Вот именно. На подмостках. Хоть бы они, проклятые, подломились. Или нет. Это еще больше порадует упоенно ржущих зрителей. Но когда рогоносец муж (это был Гиро) кинулся учить ее дубинкой, а она, уворачиваясь, орала публике, для чего мужу следует дубинку применять, дабы жена не гуляла, Джаред ушел.
По возвращении комедиантов в гостиницу, Дагмар была столь же сдержанна и спокойна, как всегда. Джаред бы ни за что не догадался, что она творила совсем недавно, если бы не был свидетелем. И он не выдержал, сказал ей:
-- Я сегодня видел, как ты играла. У торговых галерей.
Она кивнула.
-- Да, теперь можно играть на улицах. Теплеет, и Масленица вот-вот.
-- Можно. А раньше было нельзя?
Он попытался язвить, но Дагмар восприняла это как обычный вопрос.
-- Раньше можно было только петь. Мы совсем недавно начали представлять.
-- Погоди! Выходит, ты эти дни пела на улицах... а потом фарсы играла. Давно ли?
-- Не помню...еще наши на озеро представлять ходили...а мы в городе с Зикой, Вот с тех дней.
Выходит, уже месяц, пока он ничего не подозревал, она вернулась к своему ремеслу.
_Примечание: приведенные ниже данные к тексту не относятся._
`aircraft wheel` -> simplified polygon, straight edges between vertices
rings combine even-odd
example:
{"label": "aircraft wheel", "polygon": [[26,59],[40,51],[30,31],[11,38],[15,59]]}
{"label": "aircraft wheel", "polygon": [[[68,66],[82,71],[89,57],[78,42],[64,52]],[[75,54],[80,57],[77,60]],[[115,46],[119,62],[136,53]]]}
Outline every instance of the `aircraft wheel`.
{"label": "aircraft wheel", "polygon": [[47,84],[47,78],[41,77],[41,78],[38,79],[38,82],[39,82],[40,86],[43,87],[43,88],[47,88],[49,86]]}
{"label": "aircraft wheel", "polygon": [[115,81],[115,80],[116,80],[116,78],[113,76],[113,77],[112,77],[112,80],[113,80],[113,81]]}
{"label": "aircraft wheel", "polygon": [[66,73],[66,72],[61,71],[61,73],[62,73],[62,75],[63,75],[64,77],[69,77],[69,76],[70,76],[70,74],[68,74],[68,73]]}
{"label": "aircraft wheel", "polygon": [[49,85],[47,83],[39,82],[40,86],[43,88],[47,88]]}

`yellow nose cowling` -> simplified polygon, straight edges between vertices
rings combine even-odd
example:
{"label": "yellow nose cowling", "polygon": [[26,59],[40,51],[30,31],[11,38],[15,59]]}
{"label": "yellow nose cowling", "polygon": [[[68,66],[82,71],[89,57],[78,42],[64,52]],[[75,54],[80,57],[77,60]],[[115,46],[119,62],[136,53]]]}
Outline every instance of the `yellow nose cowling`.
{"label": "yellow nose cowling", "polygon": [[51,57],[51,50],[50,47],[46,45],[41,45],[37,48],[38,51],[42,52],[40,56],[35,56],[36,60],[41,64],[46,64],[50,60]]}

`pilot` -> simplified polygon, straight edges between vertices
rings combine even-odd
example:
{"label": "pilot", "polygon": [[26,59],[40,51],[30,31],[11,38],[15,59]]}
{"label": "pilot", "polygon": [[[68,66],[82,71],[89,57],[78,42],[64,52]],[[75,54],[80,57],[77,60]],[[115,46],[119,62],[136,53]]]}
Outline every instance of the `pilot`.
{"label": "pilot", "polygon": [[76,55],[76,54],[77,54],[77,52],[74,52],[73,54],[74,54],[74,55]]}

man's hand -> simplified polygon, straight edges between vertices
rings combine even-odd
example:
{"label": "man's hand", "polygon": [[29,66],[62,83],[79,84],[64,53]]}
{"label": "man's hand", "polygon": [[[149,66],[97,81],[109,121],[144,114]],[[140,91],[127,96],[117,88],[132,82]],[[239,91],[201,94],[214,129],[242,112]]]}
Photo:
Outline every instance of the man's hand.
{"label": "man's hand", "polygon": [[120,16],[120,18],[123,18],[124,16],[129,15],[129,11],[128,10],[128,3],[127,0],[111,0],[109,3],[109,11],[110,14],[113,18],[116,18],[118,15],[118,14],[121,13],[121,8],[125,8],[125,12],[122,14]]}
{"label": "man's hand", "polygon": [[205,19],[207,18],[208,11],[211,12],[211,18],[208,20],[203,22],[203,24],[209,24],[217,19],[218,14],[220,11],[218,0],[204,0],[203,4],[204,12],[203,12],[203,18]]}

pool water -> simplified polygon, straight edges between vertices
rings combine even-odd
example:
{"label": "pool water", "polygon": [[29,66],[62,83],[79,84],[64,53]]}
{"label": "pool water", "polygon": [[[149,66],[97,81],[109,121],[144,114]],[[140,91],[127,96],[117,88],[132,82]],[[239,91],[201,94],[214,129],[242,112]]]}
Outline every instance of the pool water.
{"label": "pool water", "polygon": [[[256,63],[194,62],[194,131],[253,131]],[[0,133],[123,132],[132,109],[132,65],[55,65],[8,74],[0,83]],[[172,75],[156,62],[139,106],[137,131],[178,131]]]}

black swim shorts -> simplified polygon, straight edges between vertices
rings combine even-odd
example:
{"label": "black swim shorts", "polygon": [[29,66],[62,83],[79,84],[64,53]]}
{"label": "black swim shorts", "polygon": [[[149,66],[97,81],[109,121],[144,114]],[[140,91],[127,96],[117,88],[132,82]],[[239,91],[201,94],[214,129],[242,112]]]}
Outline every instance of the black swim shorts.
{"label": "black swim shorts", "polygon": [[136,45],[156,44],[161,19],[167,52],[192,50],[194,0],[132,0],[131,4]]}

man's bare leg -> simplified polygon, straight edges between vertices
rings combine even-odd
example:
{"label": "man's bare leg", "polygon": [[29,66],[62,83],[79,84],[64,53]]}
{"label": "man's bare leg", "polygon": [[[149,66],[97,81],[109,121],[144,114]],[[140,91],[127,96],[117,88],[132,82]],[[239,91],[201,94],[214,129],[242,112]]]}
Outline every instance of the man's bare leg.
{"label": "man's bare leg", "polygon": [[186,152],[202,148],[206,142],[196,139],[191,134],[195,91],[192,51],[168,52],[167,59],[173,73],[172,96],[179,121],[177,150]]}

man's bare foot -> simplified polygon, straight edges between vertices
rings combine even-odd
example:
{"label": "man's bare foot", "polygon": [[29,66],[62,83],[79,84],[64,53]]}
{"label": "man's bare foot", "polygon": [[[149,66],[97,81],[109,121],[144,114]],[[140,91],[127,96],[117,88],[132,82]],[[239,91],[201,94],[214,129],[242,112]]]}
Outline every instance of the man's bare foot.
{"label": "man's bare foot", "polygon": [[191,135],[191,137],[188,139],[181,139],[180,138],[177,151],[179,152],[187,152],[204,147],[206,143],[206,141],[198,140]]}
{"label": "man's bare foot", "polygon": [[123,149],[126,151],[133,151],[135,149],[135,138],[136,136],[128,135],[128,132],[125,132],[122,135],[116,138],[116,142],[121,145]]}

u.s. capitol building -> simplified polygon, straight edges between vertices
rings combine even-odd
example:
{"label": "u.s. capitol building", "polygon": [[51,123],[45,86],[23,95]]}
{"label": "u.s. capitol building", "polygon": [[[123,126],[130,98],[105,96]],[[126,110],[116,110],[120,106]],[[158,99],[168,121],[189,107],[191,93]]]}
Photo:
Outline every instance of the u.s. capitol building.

-- Почему ты мне ничего не сказала?
Дагмар пожала плечами.
-- Ты был занят. - И с некоторым удивлением добавила: - Ты говоришь так, словно я ходила торговать собой.
-- То, что я видел сегодня, не слишком от этого отличалось.
-- Я - комедиантка. Я должна играть. Что угодно, и это тоже.
-- Но зачем? Разве у нас нет денег?
---- При чем тут деньги? Я должна играть.
Светлые глаза в упор смотрели на Джареда. Ни смущения не было в этом взгляде, ни упрямства. Просто она была уверена в том, что говорила.
Что ж, он сам виноват. Поглощенный своими делами, строил из себя невесть что, дрался с убийцей, сидел за одним столом с принцем и наместником, водил задушевные беседы с дураками, и совсем забросил Дагмар. И еще - привел под их кров чужую женщину, одержимую, может быть, злым духом... Немудрено, что Дагмар искала утешение в своем ремесле.
Но все эти привычные заклинания, которыми он себя успокаивал, на сей раз утратили силу. То, что он видел в Дагмар - ее великодушие, благородство, сдержанность - все имело другое название.
-- А если б я попросил тебя отказаться от своего ремесла?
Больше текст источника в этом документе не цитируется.